July 3, 2013 marks the 150th anniversary of the climax of the Battle of Gettysburg. General Robert E. Lee ordered more than 12,000 men to challenge the center of the Union line. The unsuccessful attack, led by George Pickett, became known as “Pickett’s Charge.” Author Charles McNair named his soon-to-be-released novel after the costly Confederate defeat at Gettysburg.
McNair talks about the fictional PICKETT’S CHARGE (which will be published on September 20, 2013 by Livingston Press) and the Civil War’s influence on literature and the cultural landscape in the following Q&A.
1. What inspired you to write your novel Pickett’s Charge?
When I grew up in the South, the climactic battle of the Civil War – Gettysburg – and the climactic event in that battle – Pickett’s Charge – held high ground in the collective memory of many southern families, especially those with ancestors who served … and were lost … in the Civil War. For many Americans, Gettysburg holds a place in history like Waterloo, for Europeans, or the Battle of Hastings for the English.
If you want to truly understand the South of the last 150 years, you have to understand Gettysburg.
I wrote Pickett’s Charge to guide readers on a journey through Southern consciousness, to probe the personality and problems of the region most deeply affected by war and its aftermath.
2. What came first–the title of the book or the name or your protagonist, Threadgill Pickett?
I grew up in the Wiregrass region of Alabama, where Florida, Georgia, and Alabama meet. I remember many unique family names from down home: The Turnipseeds. The Quattlebaums. And, yes, the Threadgills.
That unique name stayed in my head for years – it felt colorful, memorable. The surname Pickett, of course, resonates for an audience having any familiarity with the Deep South. So Pickett’s Charge seemed the right title for a story of this quest by an old Confederate who heads north to fight the last Yankee.
3. What, if anything, does your novel have in common with the real-life Pickett’s Charge that took place on the third and final day of the Battle of Gettysburg?
Everything, in a word.
Everything the South became for the next 150 years goes back to a failed Napoleonic-style Confederate attack at 3 p.m. on July 3, 1863. The actual Pickett’s Charge – the massed assault – really isn’t referenced until the last pages of my novel … but every word in the book can be written today because of what actually happened at Gettysburg. The battle shaped the subsequent history of the South … a history my novel explores through a unique character with a personal history that mirrors the South’s.
4. What are your “Tops” in the following categories, and why?
Top Civil War novels
The Red Badge of Courage by Stephen Crane
Gone With The Wind by Margaret Mitchell
Andersonville by MacKinley Kantor
The Killer Angels by Michael Shaara
Top Civil War nonfiction
The Civil War: A Narrative by Shelby Foote
The Civil War by Bruce Catton
5. Are the Civil War and its many battles still fertile ground for fiction writers?
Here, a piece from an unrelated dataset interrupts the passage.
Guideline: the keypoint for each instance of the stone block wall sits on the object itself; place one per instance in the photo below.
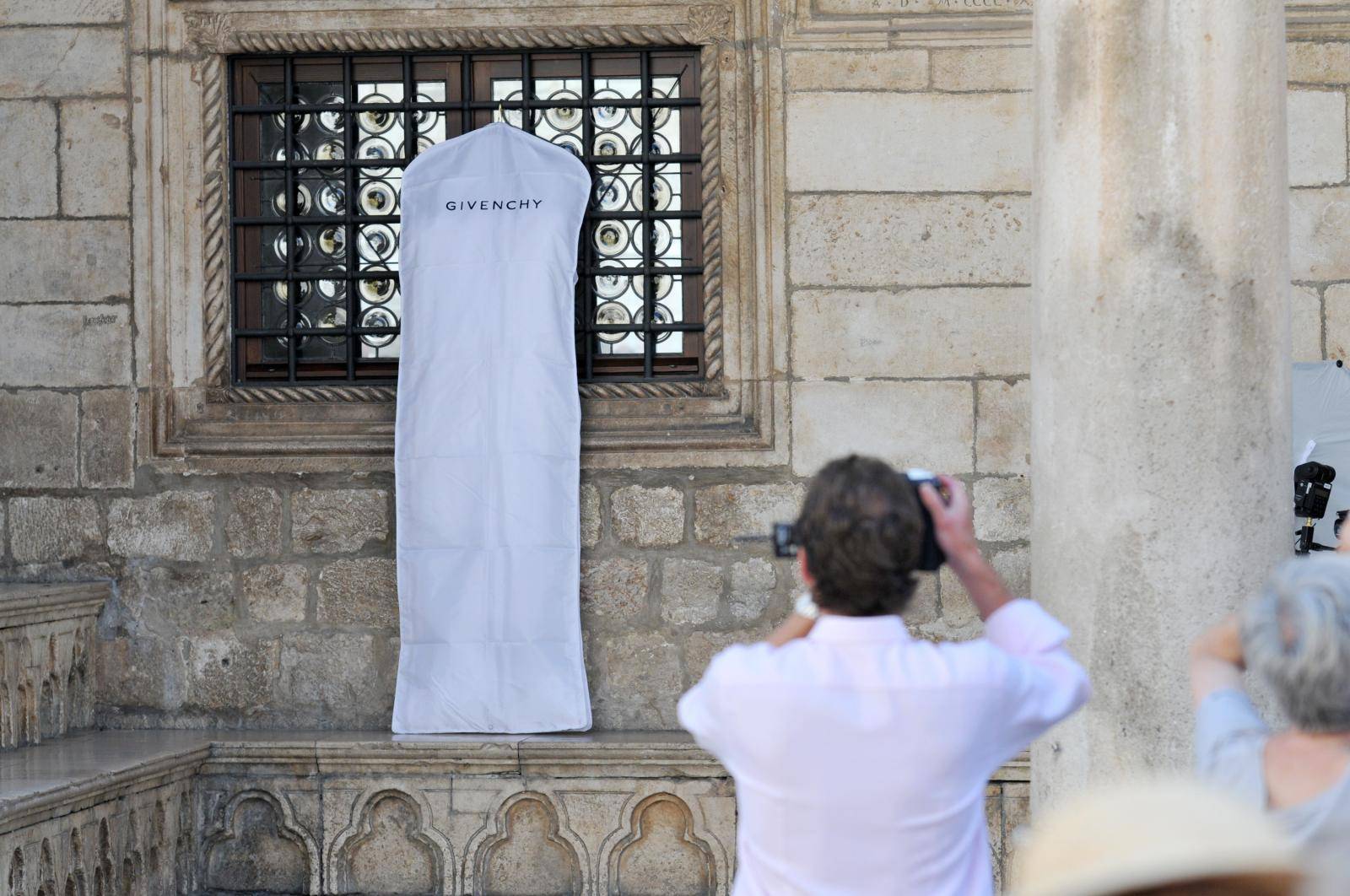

Why?
One of the fundamentals of fiction writing? Conflict.
War is the ultimate conflict. War and how war affects those who fight and those left behind, will always compel writers. In this country, even with our changing demographics and evolving notions, millions of families still carry stories of the Civil War – white families, black families, rich families, poor families. Those stories will continue to surface and be told.
6. Why is it important for our country to commemorate the 150th anniversary of the Battle of Gettysburg?
Fifty-one thousand human beings were killed, maimed, or lost in the three days of battle at Gettysburg. Modern warfare began that day, with the failed massed charge by Lee’s forces on ranks of precision weaponry. The armies on that battlefield fought for causes and cohorts. Those lives and this conflict go for nothing without commemoration – remembrance by another word. Americans still fight Gettysburg today, in our legislatures, personal interactions, town squares, sports events … sometimes even our bedrooms.
7. In your opinion, are Civil War reenactors living historians or novelists in action? Why?
Reenactors come with as many motivations as moustache styles.
Many dress up and go to battlefields to serve the muse of history. Among reenactors, you’ll find deeply learned experts who simply enjoy gathering on battlefields and immersing themselves in the minutiae of the period. These men deeply value the knowledge they gain from taking part in living history events.
Others come along more lightly, less for history and more for the thrill, for being part of a spectacle.
You will also find mossbacks and secessionists in reenactor ranks. But even among these, who can hold their opinions in our democracy thanks to moments like Gettysburg, I often find thoughtful men. They choose not to give up beliefs from a bygone day, but some do not shut themselves off from discussion and ideas contrary to their own.